Nancy was not prudish, she had seen wine on her
father's table since she was a baby, she enjoyed it herself, now
and then. But to have cocktails served even at the women's
luncheons; to have every host, whatever the meal, preface it with
the slishing of chopped ice and the clink of tiny glasses, worried
her. Bert even mixed a cocktail when he and she dined alone now,
and she knew that when he had had two or three, he would want
something more, would eagerly ask her if she would like to "stir
up something" for the evening--how about a run over to the Ocean
House, with the Fieldings? And wherever they went, there was more
drinking.
"Let's make a rule," she proposed one day. "Let's confine our
hospitality to persons we really and truly like. Nobody shall come
here without express invitation!"
"You're on!" Bert agreed enthusiastically.

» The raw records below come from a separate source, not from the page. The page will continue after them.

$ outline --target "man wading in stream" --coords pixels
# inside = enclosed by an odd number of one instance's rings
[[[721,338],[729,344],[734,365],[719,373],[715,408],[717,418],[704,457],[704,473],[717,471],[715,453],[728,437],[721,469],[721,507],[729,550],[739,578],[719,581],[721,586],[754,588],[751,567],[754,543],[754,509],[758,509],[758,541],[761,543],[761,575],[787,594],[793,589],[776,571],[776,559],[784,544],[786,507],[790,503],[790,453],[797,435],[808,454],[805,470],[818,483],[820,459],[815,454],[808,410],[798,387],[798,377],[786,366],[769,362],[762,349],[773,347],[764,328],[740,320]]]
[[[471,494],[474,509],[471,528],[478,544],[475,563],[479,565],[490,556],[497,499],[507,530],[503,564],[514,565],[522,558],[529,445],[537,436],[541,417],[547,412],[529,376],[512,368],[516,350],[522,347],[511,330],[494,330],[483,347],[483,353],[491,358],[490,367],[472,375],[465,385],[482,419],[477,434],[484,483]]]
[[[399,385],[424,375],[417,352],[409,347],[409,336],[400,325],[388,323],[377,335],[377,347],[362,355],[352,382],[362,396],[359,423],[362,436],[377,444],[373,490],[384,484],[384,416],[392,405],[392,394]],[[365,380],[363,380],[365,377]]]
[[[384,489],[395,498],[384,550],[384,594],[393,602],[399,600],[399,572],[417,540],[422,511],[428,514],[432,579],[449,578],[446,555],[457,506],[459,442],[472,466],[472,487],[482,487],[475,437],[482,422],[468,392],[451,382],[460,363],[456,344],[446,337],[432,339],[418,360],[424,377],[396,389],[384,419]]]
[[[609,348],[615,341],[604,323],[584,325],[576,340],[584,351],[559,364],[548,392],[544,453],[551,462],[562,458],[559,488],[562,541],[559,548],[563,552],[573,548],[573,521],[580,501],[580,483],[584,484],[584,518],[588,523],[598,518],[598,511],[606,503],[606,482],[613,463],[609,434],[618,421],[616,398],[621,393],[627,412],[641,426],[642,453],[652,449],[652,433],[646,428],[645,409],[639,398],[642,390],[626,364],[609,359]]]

Ten minutes later it chanced that two motor-loads of persons they
both thoroughly disliked poured into Holly Court, and Nancy rushed
out to scramble some sandwiches together in the frigid atmosphere
of the kitchen, where Pauline and Hannah were sourly attacking the
ruins of a company lunch.
"It's maddening," she said to Bert, later, when the intruders had
honked away into the late summer afternoon, "But what can we do?
Such a sweet day, and we have that noisy crowd to lunch, and then
this!"
"Well, we're having a lot of fun out of it, anyway!" Bert said,
half-heartedly.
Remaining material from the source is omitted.